Nierenversagen unbekannter Ursache bei Landarbeitern – „ Sentinel-Krankheit“ im Zeitalter des Klimawandels?

Michael van den Heuvel

Interessenkonflikte

28. Oktober 2019

In Mittelamerika sind chronische Nierenerkrankungen zu einer der Hauptursachen für Krankenhausaufenthalte und Todesfälle geworden, was zu einem großen Teil auf sogenannte Nierenerkrankungen unbekannter Ursache (chronic kidney disease of unknown origin, CKDu) zurückzuführen ist. Die globale Krankheitslast sei unbekannt, schreiben Dr. Cecilia Sorensen von der University of Colorado und Dr. Ramon Garcia-Trabanino vom Centro de Hemodiálisis, San Salvador, im New England Journal of Medicine, da die betroffenen Gebiete in der Regel über eine schlechte Infrastruktur bei der Gesundheitsversorgung verfügten [1].

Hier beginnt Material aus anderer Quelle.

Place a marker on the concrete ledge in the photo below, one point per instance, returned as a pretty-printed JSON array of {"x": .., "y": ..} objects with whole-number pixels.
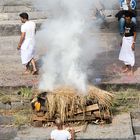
[
  {"x": 11, "y": 28},
  {"x": 15, "y": 16}
]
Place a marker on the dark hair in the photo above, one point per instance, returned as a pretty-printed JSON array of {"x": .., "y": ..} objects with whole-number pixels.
[
  {"x": 128, "y": 14},
  {"x": 24, "y": 15}
]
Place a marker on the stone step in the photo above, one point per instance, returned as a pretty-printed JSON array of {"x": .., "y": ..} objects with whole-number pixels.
[
  {"x": 16, "y": 2},
  {"x": 12, "y": 27},
  {"x": 8, "y": 44},
  {"x": 15, "y": 16},
  {"x": 12, "y": 9},
  {"x": 137, "y": 137}
]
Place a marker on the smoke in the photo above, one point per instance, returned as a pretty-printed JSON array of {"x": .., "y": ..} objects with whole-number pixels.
[{"x": 70, "y": 47}]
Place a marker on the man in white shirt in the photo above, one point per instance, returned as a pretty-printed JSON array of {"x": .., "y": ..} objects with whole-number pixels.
[
  {"x": 27, "y": 43},
  {"x": 60, "y": 133},
  {"x": 126, "y": 5}
]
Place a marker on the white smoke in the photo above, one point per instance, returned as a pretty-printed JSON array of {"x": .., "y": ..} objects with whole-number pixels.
[{"x": 70, "y": 48}]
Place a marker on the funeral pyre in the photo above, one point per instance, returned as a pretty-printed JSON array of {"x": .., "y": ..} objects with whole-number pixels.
[{"x": 71, "y": 106}]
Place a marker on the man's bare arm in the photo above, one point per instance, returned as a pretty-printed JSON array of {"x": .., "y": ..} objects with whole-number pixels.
[
  {"x": 22, "y": 37},
  {"x": 134, "y": 41}
]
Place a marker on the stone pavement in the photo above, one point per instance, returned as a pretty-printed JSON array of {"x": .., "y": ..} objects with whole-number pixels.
[{"x": 120, "y": 129}]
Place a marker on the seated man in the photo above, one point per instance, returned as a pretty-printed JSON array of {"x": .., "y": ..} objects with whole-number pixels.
[{"x": 126, "y": 5}]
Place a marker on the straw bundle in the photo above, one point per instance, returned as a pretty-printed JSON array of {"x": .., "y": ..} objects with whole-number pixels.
[
  {"x": 65, "y": 101},
  {"x": 104, "y": 98}
]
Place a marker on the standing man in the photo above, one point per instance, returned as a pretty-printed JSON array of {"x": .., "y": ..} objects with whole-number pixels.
[
  {"x": 27, "y": 43},
  {"x": 128, "y": 44},
  {"x": 126, "y": 5},
  {"x": 60, "y": 133}
]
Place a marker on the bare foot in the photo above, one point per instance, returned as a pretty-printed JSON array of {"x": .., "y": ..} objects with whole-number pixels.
[
  {"x": 35, "y": 72},
  {"x": 125, "y": 70},
  {"x": 26, "y": 72},
  {"x": 130, "y": 73}
]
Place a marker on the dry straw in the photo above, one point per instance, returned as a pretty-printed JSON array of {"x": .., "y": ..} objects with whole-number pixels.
[{"x": 64, "y": 101}]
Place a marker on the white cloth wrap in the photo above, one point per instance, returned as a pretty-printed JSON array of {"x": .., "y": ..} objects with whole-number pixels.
[
  {"x": 126, "y": 53},
  {"x": 27, "y": 50}
]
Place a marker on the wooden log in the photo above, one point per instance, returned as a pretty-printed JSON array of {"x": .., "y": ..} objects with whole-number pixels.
[
  {"x": 36, "y": 118},
  {"x": 77, "y": 129}
]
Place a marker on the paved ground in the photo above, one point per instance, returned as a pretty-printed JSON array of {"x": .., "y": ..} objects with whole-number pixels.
[
  {"x": 119, "y": 129},
  {"x": 106, "y": 67}
]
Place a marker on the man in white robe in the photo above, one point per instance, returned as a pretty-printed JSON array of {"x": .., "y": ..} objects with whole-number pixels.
[
  {"x": 27, "y": 43},
  {"x": 127, "y": 54}
]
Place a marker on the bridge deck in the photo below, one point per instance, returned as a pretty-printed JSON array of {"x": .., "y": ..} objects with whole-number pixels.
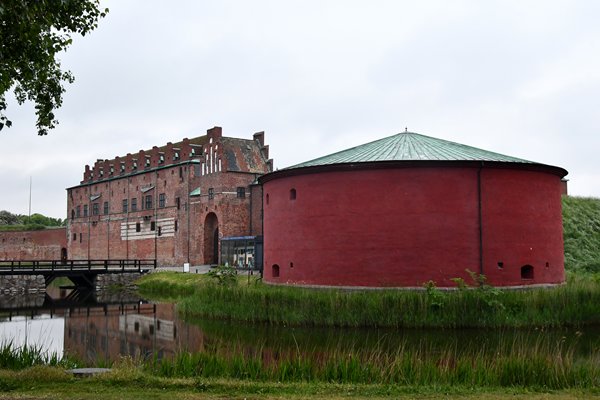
[{"x": 44, "y": 267}]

Obwohl die Nierenerkrankung unbekannter Ursache, CKDu, schon seit Jahrzehnten bekannt ist, konnte bislang die Ursache noch nicht wirklich dingfest gemacht werden. Sorensen und Garcia-Trabanino äußern nun im NEJM die Vermutung, dass die globale Erwärmung in Verbindung mit dieser Nierenkrankheit stehen könnte.

Unklares Krankheitsbild

„CKDu wurde erstmals in El Salvador in den 1990er-Jahren beschrieben, als ungewöhnlich viele Landarbeiter an einem irreversiblen Nierenversagen starben“, berichten sie. Schnell habe sich gezeigt, dass das Phänomen in Gemeinden in heißen, feuchten Regionen Mittelamerikas allgegenwärtig war. Ähnliche Krankheitsbilder wurden aber auch in Nordamerika, Südamerika, im Nahen Osten, in Afrika und in Indien beobachtet.

 
Was wir mit Sicherheit wissen, ist, dass CKDu mit Hitzeexposition und Dehydration zusammenhängt. Dr. Cecilia Sorensen und Dr. Ramon Garcia-Trabanino
 

 „Nach fast 3 Jahrzehnten bleibt die Ursache von CKDu rätselhaft“, fassen die Autoren zusammen. Diabetes oder Hypertonie scheiden ursächlich aus. „Was wir mit Sicherheit wissen, ist, dass CKDu mit Hitzeexposition und Dehydration zusammenhängt.“ Allerdings dürfe man Agrochemikalien, Schwermetalle, Infektionen, Einflüsse der Ernährung und genetische Risikofaktoren bei der Suche nach Ursachen nicht ausschließen.

Diagnostik erst im Stadium 3 oder 4

Dr. Virginia Weaver von der Johns Hopkins University in Baltimore und ihre Kollegen beschrieben 2015 die Hauptmerkmale von CKDu in BMC-Nephrologie . Sie fanden heraus, dass die Krankheit junge und mittlere erwachsene Patienten betrifft und zu einer erheblichen Morbidität und Mortalität führt. Männer scheinen stärker gefährdet zu sein als Frauen, und Patienten sind oft in ländlichen Gebieten zu finden. „Armut mit fehlendem Zugang zur Gesundheitsversorgung erschwert die Bestimmung der klinischen Merkmale von CKDu“, konstatieren die Autoren.

 
Armut mit fehlendem Zugang zur Gesundheitsversorgung erschwert die Bestimmung der klinischen Merkmale von CKDu. Dr. Virginia Weaver
 

Zu ähnlichen Ergebnissen kamen Dr. Richard J. Johnson vom University of Colorado Anschutz Medical Campus und seine Kollegen kürzlich im NEJM . Die Urinanalyse zeigte bei symptomlosen Landarbeitern keine oder nur eine minimale Proteinurie, eine verringerte Anzahl roter Blutkörperchen und Leukozyten sowie gelegentlich Uratkristalle. Anomalien von Serumelektrolyten können Hypokaliämie, Hyponatriämie und Hypomagnesiämie in Verbindung mit erhöhten Elektrolytverlusten im Urin umfassen.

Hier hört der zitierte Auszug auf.